# Hymenopus coronatus male/female?



## Lientje (Aug 29, 2007)

Hellow,

I have 3 nymphes of this species.

I don't can make the difference between male or female. 5 or 6 segments at the abdomen is not easy to see.

Mabye anybody can make me sure what sex it is by placing a pic?

thanks


----------



## Lientje (Aug 30, 2007)

Please?


----------



## jarek (Aug 30, 2007)

http://www.mantidforum.com/forum/viewtopic.php?t=7110


----------



## Lientje (Aug 30, 2007)

Yes, this one I have seen.
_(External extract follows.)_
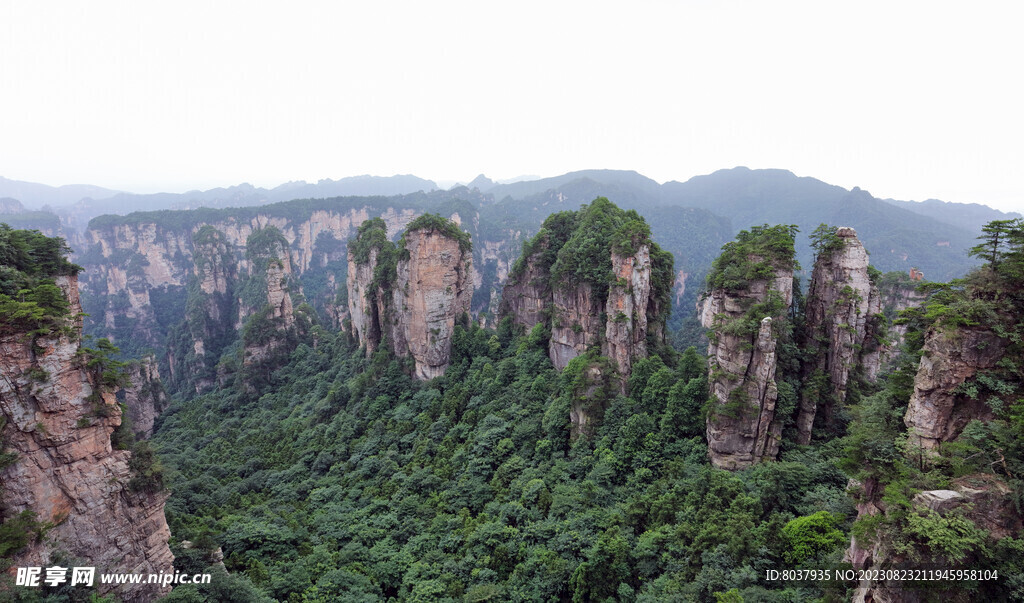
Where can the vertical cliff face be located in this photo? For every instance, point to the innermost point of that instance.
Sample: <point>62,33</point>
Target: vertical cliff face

But I find it's more difficult to seen it on this species


----------



## Red (Aug 30, 2007)

hymenopus specimens is easy to see the s3x

females have a green line in her neck

males dont have it.

regards!


----------



## Lientje (Aug 30, 2007)

Of great!


----------



## Rick (Aug 30, 2007)

You should be able to count the segments on them easily. If you can't you may want to wait until they are a bit bigger. The techniques yen posted are a bit confusing to me even.


----------



## yen_saw (Aug 30, 2007)

I am sure this link has been posted before but couldn't find it. Here is another way for s.exing orchid mantis nymphs at L2/L3.

http://www.mantisphotos.com/sexinghymenopus.htm

Another good pics showing similar method is from a Taiwanese fellow (flying_mantis). It is in chinese but the pics has english words.

http://tw.myblog.yahoo.com/orchid-mantis/a...p;l=f&amp;fid=6

That's what i use when segments are not fully developed.

edit: how come there is a SPAM word by the end of the link?


----------